The CIA released a new batch of declassified documents surrounding the assassination of Robert F. Kennedy in 1968, acting on an executive order that President Trump issued soon after… pic.twitter.com/MHUQ8PoaPm
— SANTINO (@MichaelSCollura) June 12, 2025
Broader Implications for American History
The documents extend beyond the RFK assassination, touching on other pivotal moments in American history, including the assassination of President John F. Kennedy, civil rights leader Martin Luther King Jr., and the attempted assassination of presidential candidate George Wallace. One internal memo detailed a failed CIA plot to poison Cuban leader Fidel Castro using a Mafia figure operating in Las Vegas, while another reported on a 1973 Georgetown University conference focused on assassination conspiracy theories that had gained traction among the American public.
“Today’s release delivers on President Trump’s commitment to maximum transparency, enabling the CIA to shine light on information that serves the public interest.” CIA Director John Ratcliffe
The document release was ordered by President Trump as part of a broader initiative to declassify assassination-related materials. The CIA employed artificial intelligence technology to scan its archives for declassifiable documents pertaining to Kennedy’s assassination, resulting in over 10,000 pages of materials being released in April alone. This technological approach represents a new frontier in government transparency efforts, allowing for more efficient processing of classified historical documents.

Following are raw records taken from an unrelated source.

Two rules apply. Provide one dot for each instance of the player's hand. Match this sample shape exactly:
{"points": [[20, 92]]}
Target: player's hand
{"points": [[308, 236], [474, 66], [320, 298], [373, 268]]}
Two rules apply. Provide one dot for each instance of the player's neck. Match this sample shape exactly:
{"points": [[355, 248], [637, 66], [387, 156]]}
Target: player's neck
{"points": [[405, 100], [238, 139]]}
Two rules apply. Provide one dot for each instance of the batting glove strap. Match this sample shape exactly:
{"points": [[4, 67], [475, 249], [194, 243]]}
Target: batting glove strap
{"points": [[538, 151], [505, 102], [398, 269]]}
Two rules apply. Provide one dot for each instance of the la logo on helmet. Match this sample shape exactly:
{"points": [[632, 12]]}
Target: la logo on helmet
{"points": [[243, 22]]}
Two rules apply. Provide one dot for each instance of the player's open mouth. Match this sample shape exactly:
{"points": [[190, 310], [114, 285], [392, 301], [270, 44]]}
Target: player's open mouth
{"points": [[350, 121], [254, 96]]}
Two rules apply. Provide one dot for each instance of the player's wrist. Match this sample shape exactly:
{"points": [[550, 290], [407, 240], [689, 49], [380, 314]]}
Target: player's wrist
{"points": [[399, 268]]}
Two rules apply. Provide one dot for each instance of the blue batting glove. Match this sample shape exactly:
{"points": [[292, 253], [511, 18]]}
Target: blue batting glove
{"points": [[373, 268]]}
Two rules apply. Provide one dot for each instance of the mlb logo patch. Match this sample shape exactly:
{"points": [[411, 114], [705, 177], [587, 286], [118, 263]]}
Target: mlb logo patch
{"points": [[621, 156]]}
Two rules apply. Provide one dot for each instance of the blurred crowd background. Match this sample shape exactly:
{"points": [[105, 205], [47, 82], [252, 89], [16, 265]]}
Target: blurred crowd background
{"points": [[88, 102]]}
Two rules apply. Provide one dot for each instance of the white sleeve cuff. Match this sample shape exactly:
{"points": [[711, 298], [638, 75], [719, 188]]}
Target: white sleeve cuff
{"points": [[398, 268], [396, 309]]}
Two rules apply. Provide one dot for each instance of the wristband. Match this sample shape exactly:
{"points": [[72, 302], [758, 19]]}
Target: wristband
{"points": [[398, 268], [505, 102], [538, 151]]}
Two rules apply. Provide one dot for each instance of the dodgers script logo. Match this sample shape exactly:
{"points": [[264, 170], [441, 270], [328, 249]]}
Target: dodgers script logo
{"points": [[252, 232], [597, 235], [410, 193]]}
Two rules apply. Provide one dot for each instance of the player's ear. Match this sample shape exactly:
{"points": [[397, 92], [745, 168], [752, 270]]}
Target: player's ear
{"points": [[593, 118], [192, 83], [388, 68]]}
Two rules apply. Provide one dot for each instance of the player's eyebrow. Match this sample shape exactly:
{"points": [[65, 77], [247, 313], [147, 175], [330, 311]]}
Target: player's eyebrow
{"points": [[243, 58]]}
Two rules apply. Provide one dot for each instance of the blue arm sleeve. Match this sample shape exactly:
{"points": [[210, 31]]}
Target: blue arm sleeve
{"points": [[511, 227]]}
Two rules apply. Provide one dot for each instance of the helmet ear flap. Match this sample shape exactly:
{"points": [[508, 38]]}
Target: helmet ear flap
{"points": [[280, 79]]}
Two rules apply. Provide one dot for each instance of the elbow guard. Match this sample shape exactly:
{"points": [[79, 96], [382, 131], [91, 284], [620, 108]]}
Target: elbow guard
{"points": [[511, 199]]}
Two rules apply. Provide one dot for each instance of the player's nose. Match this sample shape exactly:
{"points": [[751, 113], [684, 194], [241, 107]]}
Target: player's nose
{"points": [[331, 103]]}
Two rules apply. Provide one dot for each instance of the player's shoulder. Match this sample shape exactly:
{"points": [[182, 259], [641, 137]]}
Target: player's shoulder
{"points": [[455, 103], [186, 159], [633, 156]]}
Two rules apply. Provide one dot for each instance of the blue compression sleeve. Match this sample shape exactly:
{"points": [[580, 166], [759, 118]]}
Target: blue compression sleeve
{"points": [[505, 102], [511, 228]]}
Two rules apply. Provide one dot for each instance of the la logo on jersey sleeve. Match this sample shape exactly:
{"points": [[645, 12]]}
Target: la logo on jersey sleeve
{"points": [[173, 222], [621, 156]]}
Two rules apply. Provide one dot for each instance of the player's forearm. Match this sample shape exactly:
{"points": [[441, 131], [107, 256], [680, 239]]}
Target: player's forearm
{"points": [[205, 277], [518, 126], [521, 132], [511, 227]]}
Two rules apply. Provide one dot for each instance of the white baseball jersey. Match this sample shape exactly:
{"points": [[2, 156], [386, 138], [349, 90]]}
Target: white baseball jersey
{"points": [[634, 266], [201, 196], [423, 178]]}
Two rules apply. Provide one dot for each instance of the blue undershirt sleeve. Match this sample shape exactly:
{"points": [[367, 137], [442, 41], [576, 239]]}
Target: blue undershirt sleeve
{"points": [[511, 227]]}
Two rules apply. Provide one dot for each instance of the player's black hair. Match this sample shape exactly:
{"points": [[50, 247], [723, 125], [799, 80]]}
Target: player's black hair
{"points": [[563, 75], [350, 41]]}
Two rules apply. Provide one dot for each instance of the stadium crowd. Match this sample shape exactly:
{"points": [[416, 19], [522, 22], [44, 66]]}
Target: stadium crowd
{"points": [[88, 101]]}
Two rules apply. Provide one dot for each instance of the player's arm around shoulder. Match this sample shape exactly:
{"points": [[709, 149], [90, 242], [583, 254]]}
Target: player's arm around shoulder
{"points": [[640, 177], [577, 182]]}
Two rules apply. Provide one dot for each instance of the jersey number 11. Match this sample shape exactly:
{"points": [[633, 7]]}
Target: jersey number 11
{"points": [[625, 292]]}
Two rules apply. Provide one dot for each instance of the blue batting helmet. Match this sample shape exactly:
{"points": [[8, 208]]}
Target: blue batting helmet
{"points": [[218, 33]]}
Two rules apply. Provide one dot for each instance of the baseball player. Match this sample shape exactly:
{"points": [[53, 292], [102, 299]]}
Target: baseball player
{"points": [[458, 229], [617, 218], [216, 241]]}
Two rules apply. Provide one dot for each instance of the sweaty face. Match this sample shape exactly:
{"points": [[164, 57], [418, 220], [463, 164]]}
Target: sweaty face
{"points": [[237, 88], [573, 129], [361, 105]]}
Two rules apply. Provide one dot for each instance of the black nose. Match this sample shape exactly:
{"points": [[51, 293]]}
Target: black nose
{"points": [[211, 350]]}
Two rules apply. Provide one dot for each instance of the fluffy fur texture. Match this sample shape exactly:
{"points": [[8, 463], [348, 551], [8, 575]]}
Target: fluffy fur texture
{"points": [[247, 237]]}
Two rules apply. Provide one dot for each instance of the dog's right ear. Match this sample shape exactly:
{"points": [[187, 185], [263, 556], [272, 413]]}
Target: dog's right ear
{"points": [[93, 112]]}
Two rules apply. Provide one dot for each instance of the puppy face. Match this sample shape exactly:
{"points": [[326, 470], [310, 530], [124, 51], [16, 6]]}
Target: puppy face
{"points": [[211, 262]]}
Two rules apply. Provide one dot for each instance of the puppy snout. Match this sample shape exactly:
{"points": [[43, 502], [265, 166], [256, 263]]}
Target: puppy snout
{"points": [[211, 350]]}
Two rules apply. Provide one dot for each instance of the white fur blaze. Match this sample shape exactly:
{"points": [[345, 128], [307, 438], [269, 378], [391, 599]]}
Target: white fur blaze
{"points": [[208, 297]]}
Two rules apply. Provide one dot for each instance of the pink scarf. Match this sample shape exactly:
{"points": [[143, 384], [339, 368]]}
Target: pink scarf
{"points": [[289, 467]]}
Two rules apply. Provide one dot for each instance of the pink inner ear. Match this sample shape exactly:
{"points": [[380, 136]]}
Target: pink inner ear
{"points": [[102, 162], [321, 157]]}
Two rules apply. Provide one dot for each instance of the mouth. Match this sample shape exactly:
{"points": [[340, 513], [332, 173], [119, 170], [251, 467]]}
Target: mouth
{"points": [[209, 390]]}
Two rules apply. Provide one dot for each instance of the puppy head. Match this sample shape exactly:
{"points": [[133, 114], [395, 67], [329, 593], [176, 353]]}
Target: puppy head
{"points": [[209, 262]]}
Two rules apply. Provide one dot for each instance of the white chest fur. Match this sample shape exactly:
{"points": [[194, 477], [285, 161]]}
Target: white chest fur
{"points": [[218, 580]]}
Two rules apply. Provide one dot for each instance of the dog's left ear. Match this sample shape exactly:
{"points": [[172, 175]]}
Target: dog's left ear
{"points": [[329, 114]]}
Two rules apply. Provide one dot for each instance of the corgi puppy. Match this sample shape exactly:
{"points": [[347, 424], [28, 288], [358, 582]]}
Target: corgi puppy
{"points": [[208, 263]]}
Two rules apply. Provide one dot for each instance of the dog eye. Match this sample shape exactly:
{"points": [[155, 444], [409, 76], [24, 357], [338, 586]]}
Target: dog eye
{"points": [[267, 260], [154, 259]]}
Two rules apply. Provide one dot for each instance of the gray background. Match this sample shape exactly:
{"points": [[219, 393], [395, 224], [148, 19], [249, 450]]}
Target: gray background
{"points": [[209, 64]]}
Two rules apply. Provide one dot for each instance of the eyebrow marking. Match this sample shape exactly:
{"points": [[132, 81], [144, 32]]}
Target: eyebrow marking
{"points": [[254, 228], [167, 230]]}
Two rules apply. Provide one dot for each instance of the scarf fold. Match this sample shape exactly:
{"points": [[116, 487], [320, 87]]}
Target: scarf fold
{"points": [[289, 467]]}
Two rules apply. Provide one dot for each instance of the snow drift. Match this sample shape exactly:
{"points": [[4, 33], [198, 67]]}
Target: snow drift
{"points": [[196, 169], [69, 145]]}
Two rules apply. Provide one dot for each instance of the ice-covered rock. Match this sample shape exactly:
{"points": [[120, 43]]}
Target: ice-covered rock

🚨 BREAKING: CIA releases 54 declassified docs on RFK assassination, per Trump’s EO 14176. 1,450 pages reveal RFK’s Soviet Union talks with CIA. A step toward transparency? Skeptics note past redactions. Full truth or more gaps? pic.twitter.com/IaMqzqsCmM
— Don jablo🇺🇸 (@Cannabisjoe4201) June 12, 2025
Kennedy Family Response and Historical Context
Robert F. Kennedy Jr., the son of the slain senator and current U.S. Health and Human Services Secretary, expressed approval of the document release. The newly available files highlight Robert Kennedy’s detailed observations of Soviet life and industry during his 1955 visit, which he subsequently shared with CIA officials. This practice was reportedly part of a broader intelligence-gathering strategy where the agency collected observations from Americans who had visited the USSR during the height of the Cold War.
A particularly notable inclusion in the release is a 1975 memo from then-CIA Director William Colby explicitly denying CIA involvement in President John F. Kennedy’s assassination. The document addresses persistent rumors that Colby stated had “crept up every so often” regarding potential agency involvement in the president’s death. All documents from this declassification are now available to the public online through the CIA’s website and the National Archives, providing historians and researchers unprecedented access to information about this tumultuous period in American history.